- Cover of the first manga volume, featuring Mishima and Kirino.

スメルズライクグリーンスピリット (Sumeruzu Raiku Gurīn Supiritto)
- Genre: Drama, Romance, Slice of life, Yaoi
- Written by: Saburō Nagai
- Published by: Fusion Product
- Magazine: Comic Be
- Original run: August 12, 2011 – February 13, 2013
- Volumes: 2

= Smells Like Green Spirit =

2011 manga series

Smells Like Green Spirit (スメルズライクグリーンスピリット, Sumeruzu Raiku Gurīn Supiritto) is a Japanese manga series written and illustrated by Saburō Nagai, serialized in Fusion Product's Comic Be between 2011 and 2013. The series has been collected in two tankōbon volumes. A series of two Drama CDs have also been released.

==Plot==
Futoshi Mishima, a student at a high school in the countryside, is bullied by his classmates. The reason is that he is seemingly gay. In reality, Mishima does like guys so he does not resist their bullying, and instead, finds solace in secretly cross-dressing. One day on the rooftop of the school, Mishima finds the lipstick he had lost before in the hands of Makoto Kirino, one of the bullies. Kirino was about to put on the lipstick that Mishima used on his own lips. This is the story of these two young boys looking for a place they can really be themselves.

==Characters==
- Futoshi Mishima (三島 フトシ, Mishima Futoshi)
Mishima is a high school student who lives in a rural area with his single mother; his father died before he was born. At school he doesn't have any friends and is bullied for appearing to be gay. While he doesn't openly admit it, he does like men. He enjoys cross dressing, but since he doesn't have the means to do so, he usually just applies lipstick.
- Makoto Kirino (桐野 マコト, Kirino Makoto)
One of the bullies who harassed Mishima alongside Yumeno. He secretly ends up becoming Mishima's friend after the latter discovers that, just like him, Kirino is gay and likes cross dressing. Kirino has hidden this side of him because of his conservative mother, who cannot accept the true nature of her son.
- Tarō Yumeno (夢野 タロウ, Yumeno Tarō)
Kirino's friend and classmate, with whom he constantly used to harass Mishima. Yumeno says he hates Mishima, but in reality, he is in love with him and his harassment was only the result of his own conflicted feelings.
- Yanagida (柳田, Yanagida)
Mishima, Kirino, and Yumeno's teacher.
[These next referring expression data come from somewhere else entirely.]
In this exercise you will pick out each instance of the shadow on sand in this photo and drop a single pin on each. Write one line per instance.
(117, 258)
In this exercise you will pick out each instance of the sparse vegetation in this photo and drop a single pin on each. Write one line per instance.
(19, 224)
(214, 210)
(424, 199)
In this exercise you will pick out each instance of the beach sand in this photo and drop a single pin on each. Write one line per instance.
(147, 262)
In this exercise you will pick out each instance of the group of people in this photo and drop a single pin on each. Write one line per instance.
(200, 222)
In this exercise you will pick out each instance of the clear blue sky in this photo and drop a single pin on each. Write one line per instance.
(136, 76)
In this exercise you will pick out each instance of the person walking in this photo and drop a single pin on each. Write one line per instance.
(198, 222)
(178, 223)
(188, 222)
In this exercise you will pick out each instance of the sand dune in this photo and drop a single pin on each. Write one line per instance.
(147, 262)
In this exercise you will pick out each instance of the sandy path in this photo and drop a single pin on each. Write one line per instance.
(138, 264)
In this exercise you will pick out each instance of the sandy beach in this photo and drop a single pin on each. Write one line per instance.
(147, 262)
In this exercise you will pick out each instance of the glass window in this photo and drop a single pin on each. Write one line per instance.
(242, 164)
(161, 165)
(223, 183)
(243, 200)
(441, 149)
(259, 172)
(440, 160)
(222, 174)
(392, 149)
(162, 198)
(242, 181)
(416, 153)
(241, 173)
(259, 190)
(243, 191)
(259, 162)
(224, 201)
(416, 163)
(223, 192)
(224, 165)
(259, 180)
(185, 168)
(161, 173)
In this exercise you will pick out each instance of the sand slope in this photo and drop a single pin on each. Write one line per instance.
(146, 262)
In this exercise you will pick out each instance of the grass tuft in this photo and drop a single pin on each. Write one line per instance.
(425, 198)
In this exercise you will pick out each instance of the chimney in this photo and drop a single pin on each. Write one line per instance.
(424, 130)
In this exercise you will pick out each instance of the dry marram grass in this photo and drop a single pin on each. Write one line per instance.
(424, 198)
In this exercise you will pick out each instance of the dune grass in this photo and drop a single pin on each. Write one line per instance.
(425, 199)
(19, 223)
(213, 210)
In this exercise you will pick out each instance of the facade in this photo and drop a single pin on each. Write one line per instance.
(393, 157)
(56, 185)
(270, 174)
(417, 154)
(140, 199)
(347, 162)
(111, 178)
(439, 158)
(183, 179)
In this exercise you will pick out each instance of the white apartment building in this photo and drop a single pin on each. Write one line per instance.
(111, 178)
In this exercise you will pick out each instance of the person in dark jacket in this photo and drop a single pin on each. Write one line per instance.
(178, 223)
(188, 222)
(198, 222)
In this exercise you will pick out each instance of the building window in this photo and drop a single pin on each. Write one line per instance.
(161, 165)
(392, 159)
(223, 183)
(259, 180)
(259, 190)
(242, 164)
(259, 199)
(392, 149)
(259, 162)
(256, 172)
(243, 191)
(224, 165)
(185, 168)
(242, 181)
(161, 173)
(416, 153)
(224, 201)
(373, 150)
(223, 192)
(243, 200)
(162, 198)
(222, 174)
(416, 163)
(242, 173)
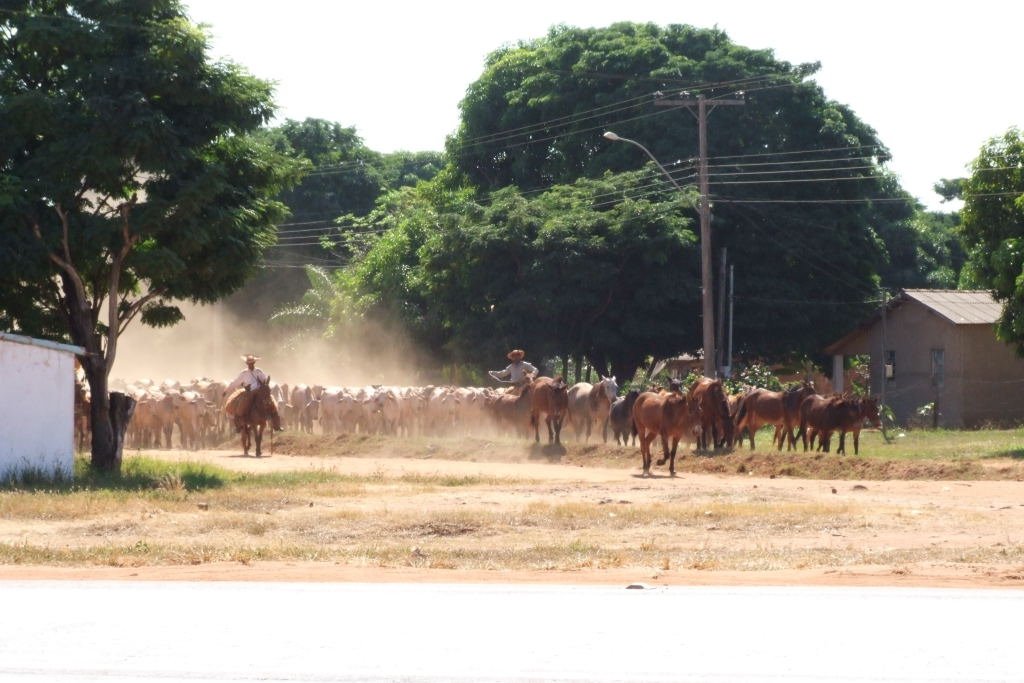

He is gay but has lived his entire life oppressed and was forced to marry a woman he didn't love. All this gave origin to the development of a very twisted personality. He is attracted to Mishima, whom he sexually harasses and even tries to rape.

==Media==
===Manga===
The series started its serialization on August 12, 2011, and finished on February 13, 2013. It was published by Fusion Product and two volumes have been released in Japan. The manga has been licensed for its publication in Spain by Ediciones Tomodomo.

=== Drama CDs ===
A series of two Drama CDs have been released. The first one was launched on March 28, 2014, while the second one on May 30, 2014. The Japanese voice acting cast includes; Yoshitsugu Matsuoka as Mishima, Wataru Hatano as Kirino, Hiroyuki Yoshino as Yumeno, and Kōji Yusa as Yanagida.

===TV drama===

A live-action television drama adaptation of Smells Like Green Spirit was announced on August 23, 2024. The series was directed by Ikuko Sawada and aired on MBS' drama shower slot from September 20, 2024, to November 8, 2024.

The series stars Araki Towa as Mishima, Sono Shunta as Kirino, Fujimoto Kudai as Yumeno, and Abe Alan as Yanagida. Additional cast members include Wakana Sakai, Ogino Yuri, and Asuka Kurosawa, who played the mothers of Mishima, Kirino, and Yumeno, respectively.

A theatrical version of the drama was released on June 27, 2025.